Arduino/Attiny85: Delay in ISR and port manipuation

Question

I'm trying to have on a pin an output inverted related to another output playing a tone(), but there is a delay of 35us @8MHz or 158us @1MHz clock. It seems there is a fixed 16us +142 clock cycles delay, because delay is not inversely proportional to the clock frequency. They are very, very long! Why?

This is the code:

/* Per ATTINY85:
1: I/O5 PB5 A0 RS 
2: I/O3 PB3 A3          - Geiger inverted earphone out
3: I/O4 PB4 A2          - Geiger earphone out
4: GND
5: I/O0 PB0    MOSI SDA - Battery test/Geiger LED out
6: I/O1 PB1    MISO     
7: I/O2 PB2 A1 SCLK SCL INT0 - Geiger probe in (via NPN transistor)
8: Vcc
*/

#include<avr/sleep.h>

byte state;
volatile byte P;
int B;
int Bo;
byte LED=0;
unsigned long t=0;

void particella() 
{
    P=1;
}

ISR(PCINT0_vect)
{
    if (!(PINB & (1<<PB4)))
        PORTB |= (1<<PB3);
    else 
        PORTB &= ~(1<<PB3);
}

void setup()
{
    pinMode(0, OUTPUT); // Al LED.
    pinMode(2, INPUT); // Dal transistor dal tubo Geiger.
    pinMode(2, INPUT_PULLUP); // Pull-up per il collettore del transistor.
    pinMode(4, OUTPUT); // All'auricolare.
    pinMode(3, OUTPUT); // All'auricolare (copia invertita del 4).

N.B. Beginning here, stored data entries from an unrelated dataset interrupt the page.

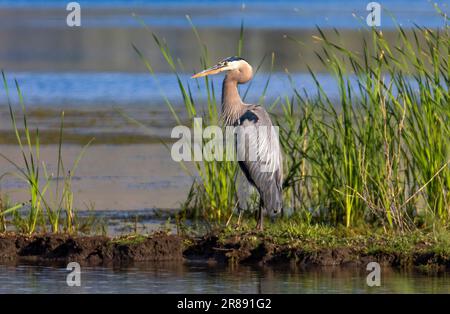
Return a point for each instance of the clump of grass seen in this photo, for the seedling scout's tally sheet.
(377, 155)
(46, 204)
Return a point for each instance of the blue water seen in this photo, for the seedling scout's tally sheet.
(259, 14)
(80, 89)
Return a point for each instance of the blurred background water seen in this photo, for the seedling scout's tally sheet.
(93, 73)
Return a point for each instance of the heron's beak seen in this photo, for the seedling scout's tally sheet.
(211, 71)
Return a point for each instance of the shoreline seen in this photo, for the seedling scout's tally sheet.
(245, 249)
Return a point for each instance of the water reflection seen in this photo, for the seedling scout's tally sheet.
(203, 278)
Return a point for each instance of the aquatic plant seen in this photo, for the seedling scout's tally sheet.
(46, 203)
(377, 154)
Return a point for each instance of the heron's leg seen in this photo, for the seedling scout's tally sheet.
(259, 225)
(239, 218)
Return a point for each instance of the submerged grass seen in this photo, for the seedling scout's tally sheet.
(51, 198)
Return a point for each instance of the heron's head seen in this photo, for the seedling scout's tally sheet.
(230, 64)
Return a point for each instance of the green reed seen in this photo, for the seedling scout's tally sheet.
(378, 154)
(45, 203)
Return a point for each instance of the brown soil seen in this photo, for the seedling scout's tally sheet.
(91, 249)
(163, 247)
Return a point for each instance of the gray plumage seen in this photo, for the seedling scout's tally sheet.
(259, 153)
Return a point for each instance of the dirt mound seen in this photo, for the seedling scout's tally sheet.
(92, 249)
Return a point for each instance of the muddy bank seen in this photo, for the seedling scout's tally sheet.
(211, 249)
(90, 250)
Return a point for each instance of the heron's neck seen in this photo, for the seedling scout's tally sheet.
(232, 105)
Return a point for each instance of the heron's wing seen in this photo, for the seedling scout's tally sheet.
(258, 147)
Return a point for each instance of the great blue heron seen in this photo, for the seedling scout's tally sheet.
(265, 172)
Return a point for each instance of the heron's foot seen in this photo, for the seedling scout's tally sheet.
(259, 225)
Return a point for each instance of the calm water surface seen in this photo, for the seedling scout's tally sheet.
(200, 278)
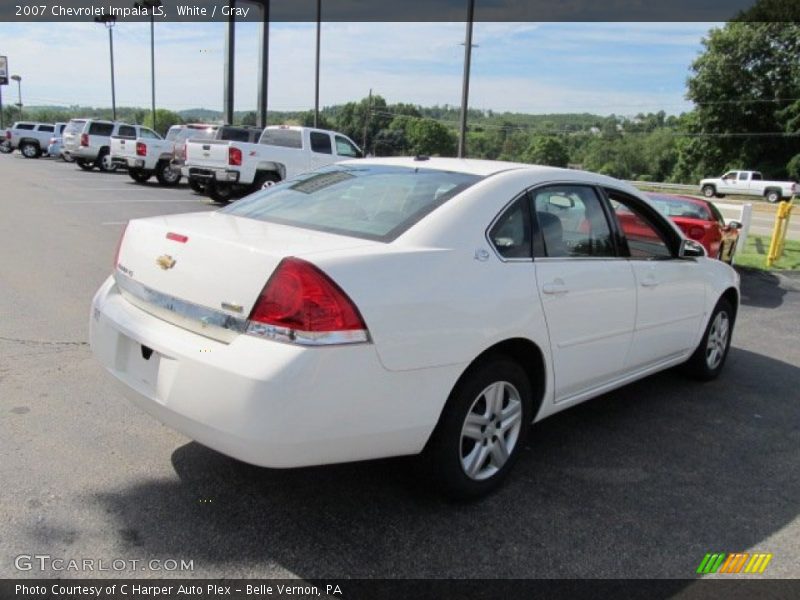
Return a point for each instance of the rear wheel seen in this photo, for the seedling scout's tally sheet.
(197, 186)
(482, 429)
(139, 175)
(30, 150)
(220, 192)
(104, 162)
(707, 361)
(167, 175)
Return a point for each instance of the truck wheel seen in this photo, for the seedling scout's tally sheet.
(104, 162)
(166, 175)
(220, 192)
(265, 180)
(139, 175)
(197, 186)
(30, 150)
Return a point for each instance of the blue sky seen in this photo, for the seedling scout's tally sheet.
(603, 68)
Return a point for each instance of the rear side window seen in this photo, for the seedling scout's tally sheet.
(74, 126)
(345, 148)
(375, 202)
(321, 143)
(286, 138)
(104, 129)
(127, 131)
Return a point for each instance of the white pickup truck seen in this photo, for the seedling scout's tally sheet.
(146, 155)
(282, 151)
(748, 183)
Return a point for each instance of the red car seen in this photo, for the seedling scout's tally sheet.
(701, 221)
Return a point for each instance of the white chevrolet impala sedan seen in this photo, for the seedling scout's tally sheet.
(401, 306)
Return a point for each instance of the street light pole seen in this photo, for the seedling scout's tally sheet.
(109, 21)
(18, 79)
(462, 138)
(150, 6)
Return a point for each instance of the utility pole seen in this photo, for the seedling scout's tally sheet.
(366, 122)
(462, 138)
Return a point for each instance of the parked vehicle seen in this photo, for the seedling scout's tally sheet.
(144, 156)
(396, 306)
(701, 221)
(748, 183)
(30, 138)
(281, 152)
(198, 179)
(88, 141)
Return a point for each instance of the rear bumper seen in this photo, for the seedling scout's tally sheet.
(210, 173)
(265, 402)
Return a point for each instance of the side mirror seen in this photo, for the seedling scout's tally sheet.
(692, 249)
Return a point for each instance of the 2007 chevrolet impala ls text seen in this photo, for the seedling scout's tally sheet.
(399, 306)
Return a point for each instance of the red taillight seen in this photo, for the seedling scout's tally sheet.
(234, 156)
(307, 306)
(696, 232)
(119, 246)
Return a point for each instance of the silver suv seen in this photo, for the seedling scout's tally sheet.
(88, 141)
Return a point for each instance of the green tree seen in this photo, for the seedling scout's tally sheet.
(547, 150)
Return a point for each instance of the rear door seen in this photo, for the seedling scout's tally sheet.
(588, 293)
(670, 291)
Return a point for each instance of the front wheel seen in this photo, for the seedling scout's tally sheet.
(707, 361)
(166, 175)
(30, 150)
(139, 175)
(482, 429)
(220, 192)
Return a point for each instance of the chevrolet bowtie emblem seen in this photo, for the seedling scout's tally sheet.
(165, 261)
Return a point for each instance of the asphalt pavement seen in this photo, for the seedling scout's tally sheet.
(641, 482)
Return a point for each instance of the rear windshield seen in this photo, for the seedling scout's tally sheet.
(373, 202)
(74, 126)
(180, 134)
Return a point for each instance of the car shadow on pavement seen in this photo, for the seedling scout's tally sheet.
(641, 482)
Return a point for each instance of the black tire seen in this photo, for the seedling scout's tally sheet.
(197, 186)
(104, 163)
(700, 365)
(139, 175)
(166, 175)
(221, 193)
(449, 447)
(30, 150)
(265, 179)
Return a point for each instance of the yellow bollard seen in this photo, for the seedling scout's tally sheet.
(779, 232)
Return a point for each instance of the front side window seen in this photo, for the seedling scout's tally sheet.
(370, 202)
(345, 148)
(571, 222)
(511, 233)
(321, 143)
(644, 238)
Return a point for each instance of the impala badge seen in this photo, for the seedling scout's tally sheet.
(165, 261)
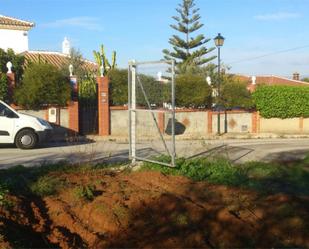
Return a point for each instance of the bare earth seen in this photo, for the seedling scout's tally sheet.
(151, 210)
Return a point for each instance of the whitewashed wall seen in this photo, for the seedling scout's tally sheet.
(15, 39)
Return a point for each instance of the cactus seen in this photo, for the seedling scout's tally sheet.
(101, 60)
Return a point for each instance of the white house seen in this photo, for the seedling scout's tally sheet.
(14, 34)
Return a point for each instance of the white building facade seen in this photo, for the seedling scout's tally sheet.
(14, 34)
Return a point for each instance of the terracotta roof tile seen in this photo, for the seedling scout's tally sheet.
(55, 58)
(13, 23)
(272, 80)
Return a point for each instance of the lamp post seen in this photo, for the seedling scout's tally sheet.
(219, 41)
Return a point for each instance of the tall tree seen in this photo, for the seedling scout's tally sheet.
(188, 51)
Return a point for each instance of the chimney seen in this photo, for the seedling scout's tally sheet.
(66, 47)
(295, 76)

    GIMSK = 0x60;    // turns on external and pin change interrupts.
    PCMSK = 0x10;    // turn on interrupts on pin PB4.
    sei();           // set interrupts (enable).

    tone(4,2000,100); // Power on beep
    PORTB|=0b00000001;
    delay(700);
    PORTB&=0b11111110;
    delay(1000);
    readVcc();

    for(byte n=1; n<=state; n++)
    {
        PORTB|=0b00000001; // Accende il LED su I/O0 = PB0
        tone(4,2000,25); // Bip acuto a ogni lampo.
        delay(30);
        PORTB&=0b11111110; //  Spegne il LED su I/O0 = PB0
        delay(250);
    }
    delay(350);

    attachInterrupt(0, particella, FALLING);
}


void loop()
{
    if(P)
    {
        P=0;
        t=millis();
        PORTB|=0b00000001; // Accende il LED su I/O0 = PB0
        LED=1;
        tone(4,1000,5); // Fa TIC nell'auricolare.
    }

    if(millis()-t>=10 && LED==1) 
    {
        LED=0; PORTB&=0b11111110; //  I/O0 = PB0 LED OFF after 10ms.
    }
}

Answer 1

There are many delays before the code of an ISR gets executed.

Firstly are hardware delays. These are documented in the datasheets and include the time to notice and latch that the input changed, finish the current instruction, push the instruction pointer on the stack, and execute the jump to the ISR.

Next are the software delays. First there is the jump from the interrupt vector to the IST address, then the compiler puts a series of instructions at the beginning of an ISR to make sure all the registers are saved and also have the correct expected values. This is called the "preamble".

https://www.nongnu.org/avr-libc/user-manual/group__avr__interrupts.html

There is not much you can do about the hardware delay, but you can reduce the software delay significantly - especially for a very simple ISR like yours. One way would be to make a "naked" ISR that only saves the registers you change. For your code above, you could likely get by only changing one register.

I think it might also be possible to do your ISR function without using any data registers by using the trick of writing to the PIN register to flip a bit.

You should be able to find more info on all this by googling, or report back here if you need some specific guidance on any of these points!

An alternative approach - use the built in hardware inverted output

The Timer1 on this chip has a built-in inverting output that will automatically output the inverted signal you are looking for, and there will be much less than 1 cycle delay between the inverted and non-inverted outputs (assuming you do not intentionally add dead time between the transitions).

This would require programming the timer registers to enable the inverted output and the inverted outputs are only available on specific pins - but this is usually not a problem.